Ibrahim ruled for two months in 744 before he abdicated, and went into hiding out of fear of his political opponents. The shortness of this time and his incomplete acceptance led Muhammad ibn Jarir al-Tabari to state that he did not succeed in becoming caliph. However, al-Tabari does record that Ibrahim as caliph did confirm the appointment of Abdallah ibn Umar as governor of Iraq.

Ibrahim was named heir apparent by his brother Yazid III. Marwan II decided to oppose Yazid III, and even though he later gave allegiance to Yazid, on the early death of that caliph, Marwan continued his own ambitions. Ibrahim requested and was granted Marwan's assurance of personal safety. He travelled with Marwan to former Caliph Hisham's residence at Rusafah in Syria. Like most members of the Umayyad family, Ibrahim was executed by the Abbasids on January 25, 750.

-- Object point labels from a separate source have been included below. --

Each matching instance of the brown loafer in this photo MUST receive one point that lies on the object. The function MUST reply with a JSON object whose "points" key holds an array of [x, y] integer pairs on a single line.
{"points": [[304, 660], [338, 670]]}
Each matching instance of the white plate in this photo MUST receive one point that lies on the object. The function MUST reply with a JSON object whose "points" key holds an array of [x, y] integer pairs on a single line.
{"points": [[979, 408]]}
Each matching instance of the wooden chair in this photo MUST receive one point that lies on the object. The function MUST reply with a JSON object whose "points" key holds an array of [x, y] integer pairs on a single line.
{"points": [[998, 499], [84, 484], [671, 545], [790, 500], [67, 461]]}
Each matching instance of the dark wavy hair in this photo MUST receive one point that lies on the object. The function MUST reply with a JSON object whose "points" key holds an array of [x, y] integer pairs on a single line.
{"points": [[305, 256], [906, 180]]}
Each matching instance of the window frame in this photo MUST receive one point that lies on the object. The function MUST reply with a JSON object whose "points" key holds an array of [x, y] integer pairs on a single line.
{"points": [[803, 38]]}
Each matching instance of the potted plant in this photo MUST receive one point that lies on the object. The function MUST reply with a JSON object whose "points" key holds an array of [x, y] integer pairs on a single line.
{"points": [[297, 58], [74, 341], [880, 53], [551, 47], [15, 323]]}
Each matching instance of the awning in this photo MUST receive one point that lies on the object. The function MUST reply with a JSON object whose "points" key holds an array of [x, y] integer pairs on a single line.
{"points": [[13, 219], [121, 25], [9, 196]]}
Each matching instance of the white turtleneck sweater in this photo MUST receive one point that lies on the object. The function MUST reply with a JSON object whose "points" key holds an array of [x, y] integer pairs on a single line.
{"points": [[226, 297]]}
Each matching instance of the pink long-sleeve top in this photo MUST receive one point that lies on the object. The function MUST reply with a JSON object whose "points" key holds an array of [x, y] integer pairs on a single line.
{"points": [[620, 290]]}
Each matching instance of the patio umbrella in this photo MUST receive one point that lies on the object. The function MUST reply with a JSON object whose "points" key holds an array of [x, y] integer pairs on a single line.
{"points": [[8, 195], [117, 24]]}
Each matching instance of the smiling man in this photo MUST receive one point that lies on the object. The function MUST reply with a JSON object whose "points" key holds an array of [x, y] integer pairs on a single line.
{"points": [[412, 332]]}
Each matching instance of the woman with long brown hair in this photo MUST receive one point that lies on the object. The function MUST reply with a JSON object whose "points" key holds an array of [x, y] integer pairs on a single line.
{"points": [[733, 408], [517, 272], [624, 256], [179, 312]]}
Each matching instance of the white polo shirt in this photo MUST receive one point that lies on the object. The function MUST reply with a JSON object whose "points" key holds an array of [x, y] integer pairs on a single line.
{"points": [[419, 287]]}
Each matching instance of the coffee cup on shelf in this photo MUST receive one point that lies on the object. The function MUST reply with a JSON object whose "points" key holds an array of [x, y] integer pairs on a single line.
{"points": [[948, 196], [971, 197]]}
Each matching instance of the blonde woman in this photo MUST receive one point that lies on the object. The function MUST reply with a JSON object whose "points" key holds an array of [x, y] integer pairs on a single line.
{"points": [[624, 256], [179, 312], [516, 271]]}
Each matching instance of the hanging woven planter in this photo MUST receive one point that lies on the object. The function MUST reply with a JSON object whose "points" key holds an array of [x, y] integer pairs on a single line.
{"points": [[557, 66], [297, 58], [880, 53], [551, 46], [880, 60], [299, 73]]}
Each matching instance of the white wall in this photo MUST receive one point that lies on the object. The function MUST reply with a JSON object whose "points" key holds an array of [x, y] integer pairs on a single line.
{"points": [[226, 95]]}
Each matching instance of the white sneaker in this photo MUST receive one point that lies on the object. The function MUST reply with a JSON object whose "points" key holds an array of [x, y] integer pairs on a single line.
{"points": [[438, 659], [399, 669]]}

The obverse of a coin depicts first portion of the kalimat at-tawhid: Laa ilaaha illa-llahu wahdahu la sharika lahu in three lines; in outer margin, the "Umayyad Second Symbol" (Sura 9 [al-tauba]:33): Muhammadur rasulu-llah arsalahu bi-'lhuda wa din al-haqq li-yuzhirahu 'ala al-din kolli. The reverse of a coin inscribed "Umayyad Symbol" (Sura 112 [al-ikhlas]) Allah ahad Allah al-samad lam yalid wa lam yalud in three lines.